The ILX sedan is one of the cheaper luxury cars on the market, as it bases out at $27,050. However, opting for the base model requires bumping down to the 150-horsepower engine and five-speed automatic transmission. Everything else essentially remains the same, except that the base model does not include SiriusXM radio or HID headlights and it has 18-mm smaller front rotors. Moving into the 2.4L Premium model I had runs $29,350 before delivery. Is the 2.4-liter engine, manual transmission, HID headlights, larger rotors and SiriusXM radio worth $2,300? That’s a decision for you to make, but I will say that the extra horsepower and six-speed manual make the ILX a much better car and the other add-on features are just gravy.
Acura is in a bit of a predicament with the pricing of the ILX 2.4L Premium; it is just a tad south of the base $29,900 price for the Mercedes CLA250. The ILX 2.4L Premium does have some features that the base CLA250 does not, including real leather, a rearview camera, a moonroof, heated front seats, argon HID headlights and fog lights, plus it has Honda’s longevity and a much more useful back seat.
On the other hand, the CLA250 has 7 more horsepower, 88 pound-feet more torque, a fast-shifting auto transmission, a half-second faster 0-to-60 time, an eight-speaker audio system, memory settings for the mirrors, three well-positioned power outlets and the quietness that comes with a Mercedes cabin. On top of that, the CLA250 gets superior fuel economy (26 mpg city, 38 mpg highway and 30 mpg combined). This decision really depends on which car fits your needs the best.

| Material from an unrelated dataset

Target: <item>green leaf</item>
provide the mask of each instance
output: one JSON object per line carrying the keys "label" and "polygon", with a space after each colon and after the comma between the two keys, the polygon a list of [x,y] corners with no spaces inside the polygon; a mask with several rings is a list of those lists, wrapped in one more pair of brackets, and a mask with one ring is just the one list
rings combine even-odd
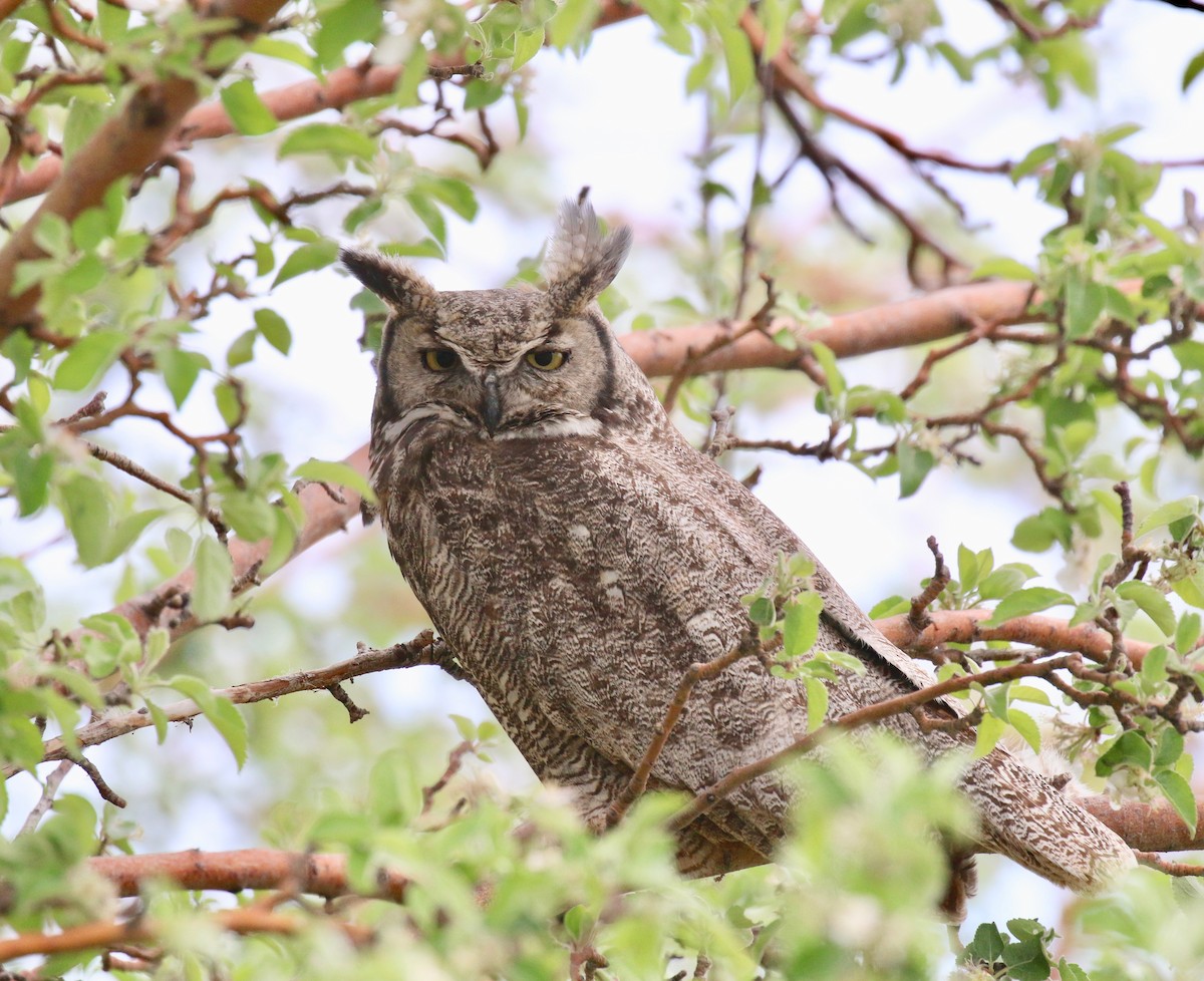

The Buick Verano is likely the best competitor for the ILX, but to match up with the 2.4L Premium we need to consider only the Verano Premium Turbo Group. The Verano easily trumps the ILX in power, as its 2.0-liter turbocharged engine delivers 250 horses and 250 pound-feet of torque. Unlike the ILX, the engine mates to either a six-speed manual or automatic. This powertrain allows the Verano to best both the CLA250 and the ILX to 60 mph, as it completes the sprint in just 6.2 seconds. The Verano does get 1 mpg less than the ILX across the board.
Feature-wise, the Verano does lack the ILX’s standard moonroof and HID headlights, but it does get a nine-speaker stereo system and more power ports. Additionally, the Verano’s cabin is roomier in all the areas that really matter, including front and rear headroom, rear legroom, and cargo room.
In the Premium Turbo Group Guise, the Verano starts at $29,215, plus delivery.
The ILX has been subject to some up and down reviews, but despite my few issues with it, I found it an enjoyable luxury sports sedan. Yes, it may not fit the profile of a sports sedan as well as the 3 Series or Lexus IS, but it does a good job in this role. On top of that, you get Honda’s legendary build quality that assures this car will be on the road for 200,000-plus miles with minimal issues, given you maintain it properly. How many Mercedes and BMWs can you say that about?
Its six-speed manual transmission and lack of automatic option with the peppier 2.4-liter prevent it from appealing to everyone, but it certainly fills a gap in the segment with manuals quickly going the way of the dodo bird. If Honda manages to develop a fast-shifting auto to combine with the 2.4-liter it may be able to pull in some more buyers.